Understand the Challenge to Roe v. Wade
The Supreme Court’s upcoming decision in Dobbs v. Jackson Women’s Health Organization could be the most consequential to women’s access to abortion since 1973.
- The Arguments: After hearing arguments in December, the court appeared poised to uphold the Mississippi law at the center of the case that could overturn Roe v. Wade.
- Under Scrutiny: In overturning Roe v. Wade, would the justices be following their oath to uphold the Constitution or engage in political activism? Here is what legal scholars think.
- An America Without Roe: The removal of abortion rights at the federal level would cause changes that would mostly be felt by poor women in Republican states.
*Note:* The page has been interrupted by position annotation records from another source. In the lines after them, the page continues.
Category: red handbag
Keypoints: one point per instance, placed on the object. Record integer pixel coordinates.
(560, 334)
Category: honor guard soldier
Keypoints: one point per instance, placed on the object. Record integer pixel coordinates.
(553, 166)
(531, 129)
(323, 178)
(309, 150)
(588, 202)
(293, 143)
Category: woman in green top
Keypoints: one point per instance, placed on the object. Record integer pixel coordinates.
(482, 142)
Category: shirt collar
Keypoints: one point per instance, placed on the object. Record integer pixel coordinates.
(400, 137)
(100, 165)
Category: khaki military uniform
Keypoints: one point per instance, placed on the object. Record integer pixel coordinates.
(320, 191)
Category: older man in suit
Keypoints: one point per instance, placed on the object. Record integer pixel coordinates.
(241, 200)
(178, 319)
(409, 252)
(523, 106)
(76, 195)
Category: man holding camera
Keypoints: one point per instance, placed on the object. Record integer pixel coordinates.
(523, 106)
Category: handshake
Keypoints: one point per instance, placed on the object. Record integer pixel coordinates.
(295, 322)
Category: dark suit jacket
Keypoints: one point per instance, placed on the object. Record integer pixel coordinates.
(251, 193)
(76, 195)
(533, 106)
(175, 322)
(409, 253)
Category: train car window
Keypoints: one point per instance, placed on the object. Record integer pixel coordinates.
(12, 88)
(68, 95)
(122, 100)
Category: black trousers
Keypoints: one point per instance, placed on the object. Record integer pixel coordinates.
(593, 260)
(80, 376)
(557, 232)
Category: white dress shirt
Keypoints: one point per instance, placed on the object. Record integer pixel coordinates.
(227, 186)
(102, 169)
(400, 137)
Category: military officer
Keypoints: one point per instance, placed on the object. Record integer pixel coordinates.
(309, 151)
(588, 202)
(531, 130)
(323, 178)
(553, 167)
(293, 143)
- Legislative Activity: Some Republican-led state legislatures have already moved to advance abortion restrictions ahead of the court’s decision. Here is a look at those efforts.
“It just goes to show it just takes like one or two people to like, stir up the world, you know, for both positive and negative.”
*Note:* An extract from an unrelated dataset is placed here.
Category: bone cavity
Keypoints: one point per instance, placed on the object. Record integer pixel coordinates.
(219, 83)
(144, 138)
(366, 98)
Robert Buird, 29, activist with Pro-Life San Francisco
“When we landed at DCA, turned on our phones, we saw the news about the Supreme Court leak and, you know, a range of emotions. As soon as we were able to, we joined our colleagues and friends and booked it to come to rally in celebration last night and, of course, got like three hours of sleep and returned here in the morning,” said Robert Buird, 29, an activist with Pro-Life San Francisco.
He added: “To support democracy it means to recognize the voice of people in each and every state, and to support any valid concept of human rights means that you must recognize every human, every member of the human species. You can’t discount some people just because they’re smaller, less mature.”
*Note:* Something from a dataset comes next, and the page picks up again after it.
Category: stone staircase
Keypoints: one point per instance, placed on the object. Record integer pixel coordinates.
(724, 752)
“There needs to be some real pushing with voters telling their legislators, ‘You need to support this legislation.’”
Izzy Rowland, 19, student in Washington, D.C.
“The Supreme Court is out of line trying to take back multiple rulings, Casey v. Planned Parenthood and also Roe v. Wade. But also legislators need to step up here because we had the chance to enact federal law that will protect reproductive choice and it’s been stalled. So I really hope this motivates legislatures to, before the midterms, get something through,” said Izzy Rowland, 19, a student in Washington, D.C. She continued: “And of course, you have to have the whips come in and get the party in shape. And it shouldn’t be a partisan issue, but that’s how it’s been broken down.”
“We’re optimistic that Roe v. Wade will be overturned, but we also recognize that there’s a lot of work to do as a nation if that does end up happening, because we already have a patchwork of laws.”
Kristen Day, 53, executive director of Democrats for Life of America
“I was upset about the leak. And I think it’s the same institution that I felt could get to stay away from the politics of it. So I think I was really disappointed to see whoever leaked it. It was a personal thing, I think, to release it because they thought they could affect the decision. So I think that was just wrong. And then my second was, you know, we have to get this work done,” said Kristen Day, 53, the executive director of Democrats for Life of America.
“I think women are awesome,” she added. “We can have a baby, have a job and go to school, and we can do all those things. So let’s not tell them when they can’t. And I feel like with abortion, they sometimes will say you can’t do any of those things — unless you have an abortion and that somehow a child is going to hold you back. I just don’t believe that.”
“I think it’s extremely important for women to have the freedom to be truly equal, and that includes economic freedoms, reproductive freedoms.”
Nat McGartland, 27, graduate student at the University of Maryland
“Having the right over your own body so implicitly ties into all of the other things that we’re fighting for that if we ban abortion, then we’re effectively controlling people of color especially and trans people — I don’t want to leave anyone out of this debate — but it’s freedom to just exist,” said Nat McGartland, 27, a graduate student at the University of Maryland.